ECW Honors Greg Mertz with Stevenson Award

Mertz Receives Award
Editor-in-Chief Chris Mackowski (left) presents ECW’s Stevenson Award to Greg Mertz.

Emerging Civil War (ECW) has chosen historian Gregory A. Mertz as the recipient of this year’s Thomas Greeley Stevenson Award.

ECW presents the Thomas Greeley Stevenson Award to a person or organization that has made a significant contribution to Emerging Civil War’s success.

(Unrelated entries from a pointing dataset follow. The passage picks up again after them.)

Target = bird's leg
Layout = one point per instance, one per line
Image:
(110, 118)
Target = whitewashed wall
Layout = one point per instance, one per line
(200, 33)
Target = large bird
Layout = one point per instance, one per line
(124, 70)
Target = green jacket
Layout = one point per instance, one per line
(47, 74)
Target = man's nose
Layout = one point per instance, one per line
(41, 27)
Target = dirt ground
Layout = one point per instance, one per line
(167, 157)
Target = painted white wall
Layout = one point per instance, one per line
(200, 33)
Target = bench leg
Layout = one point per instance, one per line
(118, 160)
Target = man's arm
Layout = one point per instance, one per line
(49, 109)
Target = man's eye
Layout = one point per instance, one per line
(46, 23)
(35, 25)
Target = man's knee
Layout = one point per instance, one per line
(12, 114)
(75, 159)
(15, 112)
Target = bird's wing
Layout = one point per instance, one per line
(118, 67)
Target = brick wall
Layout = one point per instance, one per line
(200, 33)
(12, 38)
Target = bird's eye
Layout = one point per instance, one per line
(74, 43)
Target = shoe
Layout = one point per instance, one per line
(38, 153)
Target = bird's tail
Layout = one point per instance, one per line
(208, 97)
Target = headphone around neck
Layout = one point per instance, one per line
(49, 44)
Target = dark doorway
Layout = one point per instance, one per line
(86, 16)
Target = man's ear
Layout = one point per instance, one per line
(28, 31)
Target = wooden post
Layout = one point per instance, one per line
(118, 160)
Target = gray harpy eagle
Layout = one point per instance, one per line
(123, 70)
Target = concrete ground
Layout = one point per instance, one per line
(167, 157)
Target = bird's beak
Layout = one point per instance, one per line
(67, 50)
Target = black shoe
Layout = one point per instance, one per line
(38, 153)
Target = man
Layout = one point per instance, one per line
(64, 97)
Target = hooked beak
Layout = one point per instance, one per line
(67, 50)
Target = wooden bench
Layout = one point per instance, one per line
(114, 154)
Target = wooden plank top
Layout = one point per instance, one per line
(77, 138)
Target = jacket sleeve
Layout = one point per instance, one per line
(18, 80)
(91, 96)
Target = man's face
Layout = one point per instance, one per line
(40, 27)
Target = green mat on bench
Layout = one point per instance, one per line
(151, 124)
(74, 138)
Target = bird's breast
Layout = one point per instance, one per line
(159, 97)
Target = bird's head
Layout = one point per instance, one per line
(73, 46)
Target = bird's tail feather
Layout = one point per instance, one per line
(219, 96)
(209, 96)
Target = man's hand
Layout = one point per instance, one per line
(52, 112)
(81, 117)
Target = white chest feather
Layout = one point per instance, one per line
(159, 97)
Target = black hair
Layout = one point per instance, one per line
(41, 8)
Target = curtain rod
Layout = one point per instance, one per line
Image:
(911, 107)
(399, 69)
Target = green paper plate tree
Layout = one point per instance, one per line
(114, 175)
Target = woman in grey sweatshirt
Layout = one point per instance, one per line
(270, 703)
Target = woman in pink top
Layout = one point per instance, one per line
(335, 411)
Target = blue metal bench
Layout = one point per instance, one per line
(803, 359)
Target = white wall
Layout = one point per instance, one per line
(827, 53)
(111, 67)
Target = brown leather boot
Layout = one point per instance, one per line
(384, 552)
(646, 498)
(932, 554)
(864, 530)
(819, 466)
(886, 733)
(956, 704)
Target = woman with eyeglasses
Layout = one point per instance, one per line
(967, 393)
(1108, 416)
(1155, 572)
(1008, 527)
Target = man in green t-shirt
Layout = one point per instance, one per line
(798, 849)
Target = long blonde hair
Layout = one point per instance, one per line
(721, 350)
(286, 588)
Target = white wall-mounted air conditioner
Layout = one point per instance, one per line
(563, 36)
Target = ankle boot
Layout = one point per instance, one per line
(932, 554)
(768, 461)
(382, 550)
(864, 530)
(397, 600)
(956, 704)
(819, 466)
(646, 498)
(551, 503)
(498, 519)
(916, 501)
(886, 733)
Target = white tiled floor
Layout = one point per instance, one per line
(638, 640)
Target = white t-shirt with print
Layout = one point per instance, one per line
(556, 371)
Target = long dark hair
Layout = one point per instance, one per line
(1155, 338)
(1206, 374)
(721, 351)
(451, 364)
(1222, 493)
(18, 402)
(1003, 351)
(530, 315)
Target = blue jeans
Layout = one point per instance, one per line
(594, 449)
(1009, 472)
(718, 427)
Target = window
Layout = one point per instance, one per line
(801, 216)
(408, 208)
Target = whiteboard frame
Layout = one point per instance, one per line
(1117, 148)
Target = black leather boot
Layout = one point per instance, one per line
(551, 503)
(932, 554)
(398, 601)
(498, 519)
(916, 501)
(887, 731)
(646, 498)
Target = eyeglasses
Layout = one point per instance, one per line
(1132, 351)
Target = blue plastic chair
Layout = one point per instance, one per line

Mertz has worked for the National Park Service for more than 37 years, holding positions at Gettysburg National Military Park, Eisenhower National Historic Site, and Fredericksburg and Spotsylvania National Military Park. As the supervisory historian for more than two decades at Fredericksburg, he has trained hundreds of seasonal employees, interns, and volunteers in informal interpretation and the conducting of interpretive programs. 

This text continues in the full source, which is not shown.